This article was originally published by the invaluable Generation Progress.
Last April, Cornell University found itself in the midst of a bit of controversy. A series of documents released by the Electronic Frontier Foundation showed that Cornell was one of a handful of educational institutions and a larger number of police stations with a certificate of authorization from the FAA to fly a drone. While a certificate of authorization (referred to simply as a COA by those enmeshed in the world of unmanned aviation systems) hasn’t been held by the university for a few years, they’re still quite involved in the development of drone technology.
The extracurricular group Cornell University Unmanned Air Systems (CUAir) “aims to provide students from all majors at Cornell with an opportunity to learn about unmanned air systems in a hands-on setting,” according to its website. CUAir took home first place at the Student Unmanned Air Systems Competition held at the Naval Air Station Patuxent River in Maryland in June. The website for the group lists Lockheed-Martin and Electronic Warfare Associates as its platinum sponsors.
Unmanned aircraft systems have received a growing amount of media coverage in the context of their militarized uses in Pakistan and Afghanistan, yet general knowledge of the fact that unmanned systems for domestic uses have been growing is limited and they are poised to become integrated into general airspace as soon as September 2015.
Two pieces of federal legislation passed in January of last year: The Federal Aviation Administration Modernization and Reform Act of 2012 and the National Defense Authorization Act for Fiscal Year 2012 require the FAA to choose six national test sites for research centers for remotely piloted aircraft, and begin their integration into national airspace in 2015. Since the announcement, there has been a flurry of activity by the drone industry and research sectors to establish themselves as frontrunners in the contest to be approved for both the use and development of these systems.
A New York Times editorial explained what the legislative aim of developing these technologies is: “The drone go-ahead…envisions a $5 billion-plus industry of camera drones being used for all sorts of purposes from real estate advertising to crop dusting to environmental monitoring and police work.”

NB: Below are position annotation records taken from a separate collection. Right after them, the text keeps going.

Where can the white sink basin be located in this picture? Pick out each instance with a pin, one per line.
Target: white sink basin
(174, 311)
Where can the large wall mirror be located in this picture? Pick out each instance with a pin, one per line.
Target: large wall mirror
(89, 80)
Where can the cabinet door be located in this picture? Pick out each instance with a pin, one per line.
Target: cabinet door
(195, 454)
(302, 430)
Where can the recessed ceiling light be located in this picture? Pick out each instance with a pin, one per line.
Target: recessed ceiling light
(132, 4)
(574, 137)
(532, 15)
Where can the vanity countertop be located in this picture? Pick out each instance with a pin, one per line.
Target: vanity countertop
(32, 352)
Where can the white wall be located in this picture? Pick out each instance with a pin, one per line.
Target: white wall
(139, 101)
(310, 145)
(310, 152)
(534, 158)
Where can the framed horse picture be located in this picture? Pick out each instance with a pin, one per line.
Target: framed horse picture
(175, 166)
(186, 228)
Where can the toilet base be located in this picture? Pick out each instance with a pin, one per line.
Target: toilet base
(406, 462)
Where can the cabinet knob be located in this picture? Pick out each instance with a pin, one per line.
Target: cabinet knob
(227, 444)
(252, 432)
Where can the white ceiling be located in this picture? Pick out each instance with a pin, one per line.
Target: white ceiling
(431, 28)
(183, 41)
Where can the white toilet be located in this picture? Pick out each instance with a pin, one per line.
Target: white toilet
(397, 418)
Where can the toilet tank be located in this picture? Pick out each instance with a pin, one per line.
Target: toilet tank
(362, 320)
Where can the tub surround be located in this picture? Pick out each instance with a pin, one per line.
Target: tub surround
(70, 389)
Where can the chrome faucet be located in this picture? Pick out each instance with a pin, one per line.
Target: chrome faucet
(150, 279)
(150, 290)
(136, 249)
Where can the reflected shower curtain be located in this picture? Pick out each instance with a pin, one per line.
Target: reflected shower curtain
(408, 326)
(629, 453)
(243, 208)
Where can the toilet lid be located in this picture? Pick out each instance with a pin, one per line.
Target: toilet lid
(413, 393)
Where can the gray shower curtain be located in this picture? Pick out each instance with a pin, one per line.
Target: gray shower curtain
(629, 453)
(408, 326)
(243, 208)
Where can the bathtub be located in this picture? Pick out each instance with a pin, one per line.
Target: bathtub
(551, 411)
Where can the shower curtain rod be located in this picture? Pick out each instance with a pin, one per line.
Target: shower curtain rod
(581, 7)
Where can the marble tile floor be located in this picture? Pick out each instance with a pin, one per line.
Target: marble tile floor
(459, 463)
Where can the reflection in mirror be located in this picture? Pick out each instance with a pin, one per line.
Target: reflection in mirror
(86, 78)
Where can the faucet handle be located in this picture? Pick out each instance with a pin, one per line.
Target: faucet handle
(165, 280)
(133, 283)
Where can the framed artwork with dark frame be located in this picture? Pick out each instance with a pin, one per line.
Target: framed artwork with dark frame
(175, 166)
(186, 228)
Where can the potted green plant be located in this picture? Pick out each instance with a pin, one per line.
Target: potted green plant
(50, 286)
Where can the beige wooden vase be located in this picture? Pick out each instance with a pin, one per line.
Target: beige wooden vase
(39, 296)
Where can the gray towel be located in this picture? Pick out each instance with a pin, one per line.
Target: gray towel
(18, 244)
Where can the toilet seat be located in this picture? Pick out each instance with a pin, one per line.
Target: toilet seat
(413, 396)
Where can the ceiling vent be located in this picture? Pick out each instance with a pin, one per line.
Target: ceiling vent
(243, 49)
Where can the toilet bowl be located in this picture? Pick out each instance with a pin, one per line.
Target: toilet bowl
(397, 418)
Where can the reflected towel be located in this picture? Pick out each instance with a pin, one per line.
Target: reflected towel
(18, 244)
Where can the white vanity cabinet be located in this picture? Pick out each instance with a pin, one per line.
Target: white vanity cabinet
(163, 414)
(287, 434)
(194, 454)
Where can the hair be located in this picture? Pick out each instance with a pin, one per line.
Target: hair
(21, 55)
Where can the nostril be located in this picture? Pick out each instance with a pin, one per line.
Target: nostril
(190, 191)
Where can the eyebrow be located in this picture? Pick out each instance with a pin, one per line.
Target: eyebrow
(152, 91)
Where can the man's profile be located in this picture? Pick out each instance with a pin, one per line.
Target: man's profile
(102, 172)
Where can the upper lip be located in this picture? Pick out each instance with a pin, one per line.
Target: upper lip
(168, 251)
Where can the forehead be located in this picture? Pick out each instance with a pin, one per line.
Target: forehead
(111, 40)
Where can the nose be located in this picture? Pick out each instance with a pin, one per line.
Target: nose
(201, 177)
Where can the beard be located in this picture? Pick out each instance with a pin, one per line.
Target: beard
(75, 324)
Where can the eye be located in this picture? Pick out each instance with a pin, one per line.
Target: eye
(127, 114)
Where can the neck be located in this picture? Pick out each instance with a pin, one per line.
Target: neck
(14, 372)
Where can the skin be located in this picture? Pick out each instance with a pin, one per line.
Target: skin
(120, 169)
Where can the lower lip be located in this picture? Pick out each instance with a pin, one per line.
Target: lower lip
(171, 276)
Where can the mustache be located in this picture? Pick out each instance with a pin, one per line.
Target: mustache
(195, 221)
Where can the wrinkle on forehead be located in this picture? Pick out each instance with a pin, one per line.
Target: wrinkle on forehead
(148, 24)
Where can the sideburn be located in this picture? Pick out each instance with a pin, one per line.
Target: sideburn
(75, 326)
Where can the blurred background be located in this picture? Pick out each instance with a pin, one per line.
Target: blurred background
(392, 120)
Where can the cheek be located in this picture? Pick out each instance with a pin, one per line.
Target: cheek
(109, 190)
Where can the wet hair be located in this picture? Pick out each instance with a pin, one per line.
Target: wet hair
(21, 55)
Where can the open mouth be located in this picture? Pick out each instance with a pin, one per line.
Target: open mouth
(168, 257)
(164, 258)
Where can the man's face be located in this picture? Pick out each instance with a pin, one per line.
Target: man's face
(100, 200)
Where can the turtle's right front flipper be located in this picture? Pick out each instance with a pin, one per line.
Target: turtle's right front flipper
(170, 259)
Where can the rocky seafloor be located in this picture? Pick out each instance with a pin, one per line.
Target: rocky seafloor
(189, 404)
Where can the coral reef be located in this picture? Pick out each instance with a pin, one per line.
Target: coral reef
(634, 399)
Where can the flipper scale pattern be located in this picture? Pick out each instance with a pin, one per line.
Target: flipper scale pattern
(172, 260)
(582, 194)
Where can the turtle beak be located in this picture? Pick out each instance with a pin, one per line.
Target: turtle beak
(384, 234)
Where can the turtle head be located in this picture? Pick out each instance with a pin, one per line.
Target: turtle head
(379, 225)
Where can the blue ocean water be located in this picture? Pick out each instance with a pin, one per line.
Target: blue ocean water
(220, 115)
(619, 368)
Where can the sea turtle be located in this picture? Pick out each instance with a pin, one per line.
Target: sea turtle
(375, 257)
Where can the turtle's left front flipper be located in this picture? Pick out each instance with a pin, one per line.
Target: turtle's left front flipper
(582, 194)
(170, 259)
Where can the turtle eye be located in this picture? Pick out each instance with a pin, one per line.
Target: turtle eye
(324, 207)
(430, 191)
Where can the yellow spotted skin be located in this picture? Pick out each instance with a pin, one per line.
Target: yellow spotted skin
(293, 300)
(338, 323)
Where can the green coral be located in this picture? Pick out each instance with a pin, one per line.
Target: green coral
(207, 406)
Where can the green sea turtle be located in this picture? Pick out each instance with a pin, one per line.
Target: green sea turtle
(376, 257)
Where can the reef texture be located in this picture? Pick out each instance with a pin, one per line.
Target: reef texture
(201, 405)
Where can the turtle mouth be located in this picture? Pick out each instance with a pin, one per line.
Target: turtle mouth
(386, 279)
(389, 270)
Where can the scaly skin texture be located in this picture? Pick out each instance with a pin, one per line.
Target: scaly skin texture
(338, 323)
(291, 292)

A variety of organizations have submitted applications to be chosen as one of the six test sites. According to Sen. Chuck Schumer (a big proponent of New York being chosen as one of them) out of fifty initial applications the list of applicants has been narrowed to twenty-five. The winners will receive a five-year contract with the FAA to conduct research. In New York State, that applicant is the Northeast UAS Airspace Integration Research Alliance (NUAIR). Made up of forty public, private and academic organizations, their research would potentially happen in many parts of New York and Massachusetts (probably mostly in existent military airspace) but would be focused in central New York. Alliance members include Lockheed-Martin, many of the existent upstate New York airports or military testing areas, as well as about a dozen academic institutions, according to Andrea Bianchi, program director of NUAIR, among them both SUNY Binghamton and Cornell University.